Amid soaring food prices, the Family Store is an oasis providing groceries at or below costs for those in need in the Jewish community.
Back in December 2008, Rabbi Yossi Kessler created The Family Store located on Courtrai avenue in Côte-des-Neiges. Kessler had the intent of helping lower-class Jewish residents obtain grocery items at a subsidized cost.
What started as a small pantry has grown into a well-oiled machine with volunteers bustling at 11 a.m. on Sunday afternoons.
TFS brings together volunteers from different cultural backgrounds. Volunteers can help on Sundays from 11 a.m. to 2 p.m. and Wednesdays from 5 to 9 p.m.
“One must qualify to be a member here. They must make below a certain income threshold or have a certain number of kids. What we sell here is all either at cost or slightly below. We are not giving it away for free,” said Joel Rashkovsky, a volunteer at TFS for almost nine years.
Volunteers flood the warehouse on Sundays and Wednesdays. They do various tasks such as placing labels on cardboard boxes and they grab carts to fill orders for customers.

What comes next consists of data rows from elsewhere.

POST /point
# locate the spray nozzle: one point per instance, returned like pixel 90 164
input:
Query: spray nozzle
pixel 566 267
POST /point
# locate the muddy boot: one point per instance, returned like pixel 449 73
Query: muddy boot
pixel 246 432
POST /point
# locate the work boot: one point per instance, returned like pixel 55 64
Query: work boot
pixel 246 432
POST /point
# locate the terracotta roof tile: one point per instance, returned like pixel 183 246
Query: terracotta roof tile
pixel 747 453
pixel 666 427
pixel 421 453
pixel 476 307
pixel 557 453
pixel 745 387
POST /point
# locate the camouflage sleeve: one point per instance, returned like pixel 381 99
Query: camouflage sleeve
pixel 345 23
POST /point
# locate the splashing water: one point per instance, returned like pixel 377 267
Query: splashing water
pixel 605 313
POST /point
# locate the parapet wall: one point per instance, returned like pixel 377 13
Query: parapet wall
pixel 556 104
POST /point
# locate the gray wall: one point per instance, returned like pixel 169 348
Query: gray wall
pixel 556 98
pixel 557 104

Customers can place their orders online using the “digital pantry” including over 1,300 stock codes for each food item offered. Once the order is placed, the grocery items are listed the same way they are presented in the store, making the packing process more efficient.
On those two days, volunteers filled up their carts with an assortment of kosher groceries like matzo farfel, beef franks, and Gefen grape juice. In the back, the noise from the rumbling fridge full of two types of kosher chicken made its presence known.
As soon as the volunteers have finished shopping for the order, they pack the items in reusable cardboard boxes and a text message is sent saying “come pick up your order.” Their system is quick, efficient, and improves every year.
According to The Family Store’s website, last month, they had one of their biggest fundraisers ever. While the initial goal was $872,000 on Thursday Dec. 15, 2022, it was announced that they surpassed it and raised $913,172.
As volunteering becomes an even more vital part in education, many high schools such as Bialik High School have made volunteering a requirement.
“I’m doing a mitzvah [a good deed] while having a great time,” said Hailey Murad, a grade 9 student at Bialik High School.
“When I first started, I didn’t realize how many people in our community need basics like food. This experience has taught me to be grateful for what I have and thoughtful for those in need.”
“Volunteering with cousins and friends makes it even more enjoyable,” said Charlotte Stermer, another grade 9 student at Bialik.
“On Sundays we have a lot of high school students who come and want to get their hours done,” said Michelle Moryoussef, another volunteer at The Family Store. Many student groups from universities like McGill help as well.
Founder of TFS Rabbi Kessler exclaimed that over the past two years with COVID and inflation, “the prices were unbelievably high and far from what people could afford. These people are working very hard to make a living, and we decided that we had to do something to help these people,” he added.